Gemini 3.8 Flash chega estável — o modo minimal retorna erro

O Google lançou o Gemini 3.8 Flash em 2 de setembro de 2026 e disponibilizou o modelo na Gemini API e em outros serviços do seu ecossistema. A cobertura da Ars Technica registra o lançamento nessa data e a chegada do modelo às plataformas do Google.
Na Gemini API, o Gemini 3.8 Flash tem versão estável, aceita até 1.048.576 tokens de entrada e 65.536 de saída. Há uma incompatibilidade direta para integrações existentes: os níveis de raciocínio disponíveis são low, medium e high, enquanto o envio de minimal retorna erro.
Os limites separam entrada extensa de geração longa

A ficha oficial do Gemini 3.8 Flash reúne os parâmetros decisivos para a integração: identificador estável gemini-3.8-flash, limite de 1.048.576 tokens na entrada, teto de 65.536 tokens na saída, entradas em texto, imagem, vídeo, áudio e PDF e resposta somente em texto. A mesma página informa que minimal não é suportado e provoca erro, além de classificar computer use como recurso em prévia.

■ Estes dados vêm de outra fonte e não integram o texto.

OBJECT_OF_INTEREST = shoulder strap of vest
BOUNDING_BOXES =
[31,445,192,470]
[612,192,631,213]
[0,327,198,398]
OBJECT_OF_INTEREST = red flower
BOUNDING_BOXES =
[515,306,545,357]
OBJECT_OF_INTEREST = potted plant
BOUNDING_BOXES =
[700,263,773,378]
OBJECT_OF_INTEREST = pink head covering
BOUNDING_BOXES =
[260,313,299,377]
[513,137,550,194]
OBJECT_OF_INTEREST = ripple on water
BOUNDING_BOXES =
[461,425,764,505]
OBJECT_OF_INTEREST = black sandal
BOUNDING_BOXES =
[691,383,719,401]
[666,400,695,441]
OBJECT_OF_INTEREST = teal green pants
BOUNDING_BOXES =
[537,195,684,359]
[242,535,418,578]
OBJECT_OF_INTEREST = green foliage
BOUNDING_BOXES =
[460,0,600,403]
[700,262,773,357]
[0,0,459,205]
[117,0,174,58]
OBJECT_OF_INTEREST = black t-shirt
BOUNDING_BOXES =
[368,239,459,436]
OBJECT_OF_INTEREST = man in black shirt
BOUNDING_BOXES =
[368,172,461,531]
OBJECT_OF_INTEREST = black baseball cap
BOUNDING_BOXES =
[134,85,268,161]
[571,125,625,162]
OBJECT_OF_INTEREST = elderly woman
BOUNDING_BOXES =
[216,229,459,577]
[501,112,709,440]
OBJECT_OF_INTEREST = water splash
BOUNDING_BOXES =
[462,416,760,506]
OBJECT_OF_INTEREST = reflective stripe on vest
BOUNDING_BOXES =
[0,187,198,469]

Entrada e saída são limites distintos, não partes de um orçamento único. A janela ampla permite reunir documentos extensos, mídias e histórico em uma requisição, enquanto o teto de saída restringe separadamente tudo o que o modelo pode devolver, incluindo respostas longas geradas durante fluxos complexos.

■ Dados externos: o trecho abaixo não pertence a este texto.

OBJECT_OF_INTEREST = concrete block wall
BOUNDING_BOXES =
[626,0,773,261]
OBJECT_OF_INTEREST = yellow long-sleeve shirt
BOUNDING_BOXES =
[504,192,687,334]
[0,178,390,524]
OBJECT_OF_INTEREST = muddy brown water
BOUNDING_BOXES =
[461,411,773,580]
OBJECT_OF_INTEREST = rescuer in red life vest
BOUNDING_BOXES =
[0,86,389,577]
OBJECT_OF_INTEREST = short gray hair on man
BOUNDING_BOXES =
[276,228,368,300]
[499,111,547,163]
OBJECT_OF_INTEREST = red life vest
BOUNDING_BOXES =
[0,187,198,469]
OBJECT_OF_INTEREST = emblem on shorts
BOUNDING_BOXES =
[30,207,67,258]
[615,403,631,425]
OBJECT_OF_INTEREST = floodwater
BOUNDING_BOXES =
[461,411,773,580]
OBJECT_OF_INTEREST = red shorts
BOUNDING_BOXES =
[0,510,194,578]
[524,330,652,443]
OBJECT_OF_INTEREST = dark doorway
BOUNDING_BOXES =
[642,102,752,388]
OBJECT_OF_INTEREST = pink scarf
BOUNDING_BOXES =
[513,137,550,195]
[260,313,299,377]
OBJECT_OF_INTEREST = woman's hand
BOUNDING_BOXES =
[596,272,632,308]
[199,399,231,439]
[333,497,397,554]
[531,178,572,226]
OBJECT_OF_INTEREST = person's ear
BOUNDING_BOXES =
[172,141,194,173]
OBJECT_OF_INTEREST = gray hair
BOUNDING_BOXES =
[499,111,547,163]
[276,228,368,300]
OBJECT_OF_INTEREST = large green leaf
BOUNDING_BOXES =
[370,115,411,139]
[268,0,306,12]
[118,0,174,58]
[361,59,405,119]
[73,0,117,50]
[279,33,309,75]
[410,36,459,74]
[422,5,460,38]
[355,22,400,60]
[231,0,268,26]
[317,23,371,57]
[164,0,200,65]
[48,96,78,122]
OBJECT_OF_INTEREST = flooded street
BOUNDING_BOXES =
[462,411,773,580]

O contexto máximo tampouco significa que toda chamada deva preenchê-lo. Instruções, arquivos e histórico ocupam a entrada, e cargas maiores podem ampliar custo e tempo de processamento. Para uma aplicação, o ganho é poder preservar mais material relevante na mesma solicitação, não dispensar a seleção desse material.
Minimal deixa de ser uma redução automática de esforço
A consequência operacional mais imediata aparece nas configurações de raciocínio. Se uma rota envia minimal, a API não converte silenciosamente o valor para um nível aceito nem produz uma resposta com esforço reduzido: a requisição falha. Low é o menor nível disponível no modelo, acompanhado por medium e high.

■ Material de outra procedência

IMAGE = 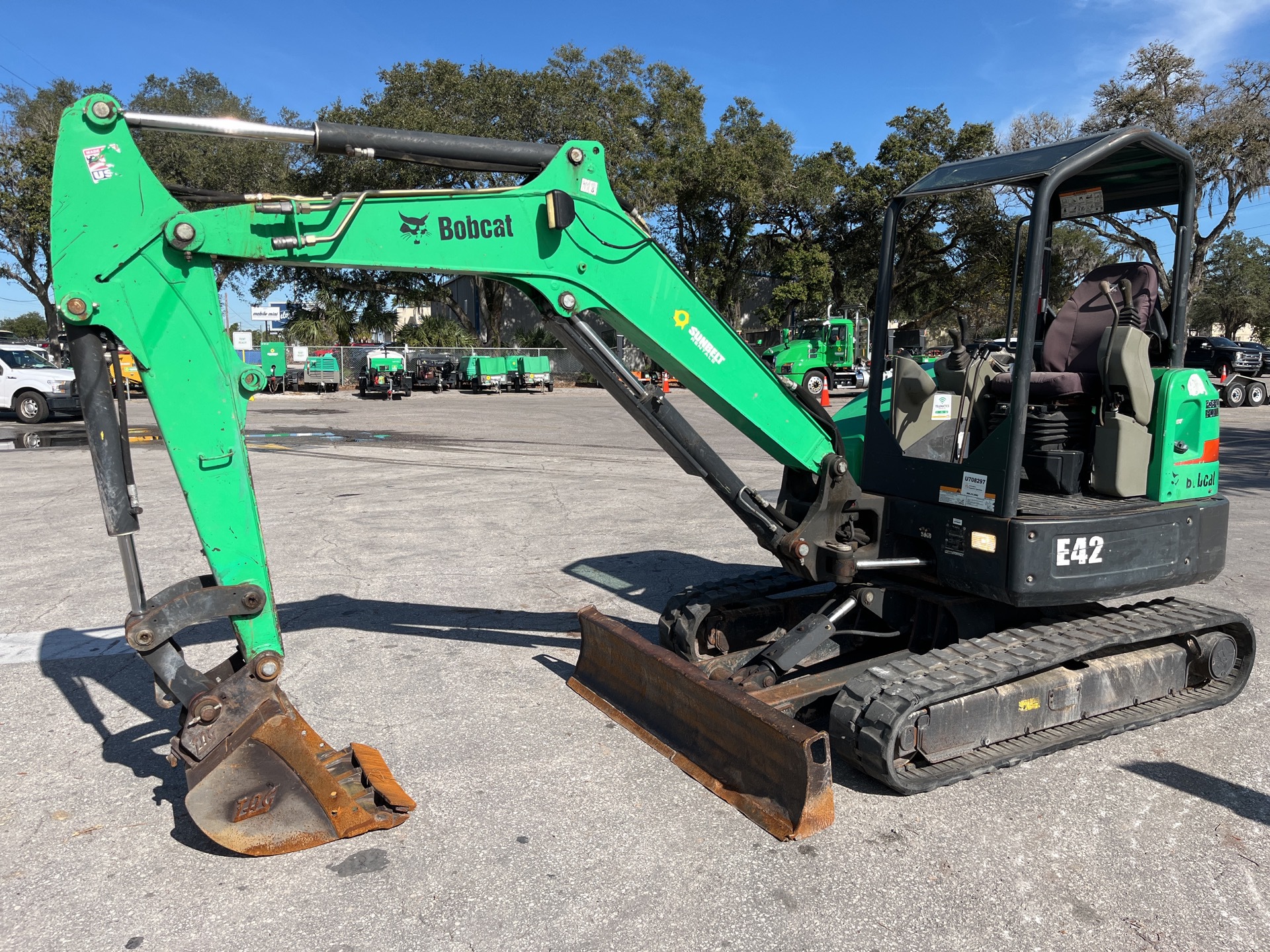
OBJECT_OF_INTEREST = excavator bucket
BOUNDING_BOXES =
[173,668,415,855]
[569,606,833,839]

Isso pode interromper uma migração baseada apenas na troca do identificador do modelo. Uma configuração compartilhada por várias rotas — por exemplo, classificação, extração e geração — precisa ser revista se ela fixa minimal, pois o erro ocorre antes de haver uma resposta utilizável.
Os três níveis aceitos permitem variar o esforço de raciocínio, mas a escolha continua dependente do perfil de cada chamada. Para a compatibilidade, o ponto verificável é mais simples: aplicações não devem presumir que um parâmetro aceito por outra versão continuará válido no Gemini 3.8 Flash.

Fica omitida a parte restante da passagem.